Iraqi Minister Says Water System Needs $8 Billion

Iraq's public works minister, lobbying for congressional approval of aid to her country, said that only half of Iraqis have access to safe drinking water and that up to $8 billion will be needed to ensure everyone has potable water.

"My ministry's main focus is water – delivering safe drinking water," Nesreen Barwari, a Harvard-educated Kurd who became minister of public works three weeks ago, told reporters at the Pentagon Wednesday, including Will Dunham of Reuters.

"The task is huge because we have inherited 35 years of neglect to public services," she added. "It won't be achieved in the coming months."

Saying 50 percent of Iraqis lack access to safe drinking water, Barwari said her first goal is to boost access to prewar levels of 60 percent of urban households and 40 percent of rural households by the end of this year.

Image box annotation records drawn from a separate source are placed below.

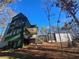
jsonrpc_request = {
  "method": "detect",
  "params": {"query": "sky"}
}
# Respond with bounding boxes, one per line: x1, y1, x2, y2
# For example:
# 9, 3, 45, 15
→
11, 0, 65, 28
0, 0, 67, 33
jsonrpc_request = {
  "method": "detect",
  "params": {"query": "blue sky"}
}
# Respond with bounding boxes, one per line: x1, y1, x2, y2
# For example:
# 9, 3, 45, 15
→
0, 0, 67, 35
11, 0, 65, 28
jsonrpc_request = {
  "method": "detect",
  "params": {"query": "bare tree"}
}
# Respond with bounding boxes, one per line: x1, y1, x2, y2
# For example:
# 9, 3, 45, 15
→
44, 0, 53, 42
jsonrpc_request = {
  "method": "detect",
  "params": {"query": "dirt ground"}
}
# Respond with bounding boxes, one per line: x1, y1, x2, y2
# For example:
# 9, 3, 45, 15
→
0, 43, 79, 59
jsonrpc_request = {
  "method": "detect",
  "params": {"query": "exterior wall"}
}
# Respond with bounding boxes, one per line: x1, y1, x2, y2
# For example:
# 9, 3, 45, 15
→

Barwari estimated that providing access to safe drinking water to all Iraqis, as well as increasing the proportion of the population with proper sewage systems from the current 3 percent to 30 percent, will cost $7 billion to $8 billion by the end of 2005.

President Bush has asked Congress to approve about $20 billion for rebuilding Iraq as part of an $87 billion request to pay for U.S. operations in Iraq and Afghanistan.

That request does not cover the sum Barwari identified as necessary to bring drinkable water to all Iraqis.

Barwari said that part of the security problems in Iraq can be attributed to frustration felt by Iraqis because of a lack of essential services and jobs.

"Iraq cannot do it alone," Barwari said.

"And part of my message is that by investing on Iraq at this stage ... you're going to create a strong Iraq by the end of 2004 who can stand on its feet, who can depend on its own resources of oil, water and human resources. So it's this critical period that we need support so that we afterward can take care of ourselves."

Barwari also said her ministry is undertaking renovation or maintenance of water pumping stations in Basra, Najaf, Diwaniya, Mosul and Kirkuk, and repairing leaks in the system.

Saboteurs blew up a water pipeline serving the north of Baghdad on Aug. 17 as part of a wave of attacks on Iraq's infrastructure. But Barwari said water facilities have not been regularly targeted.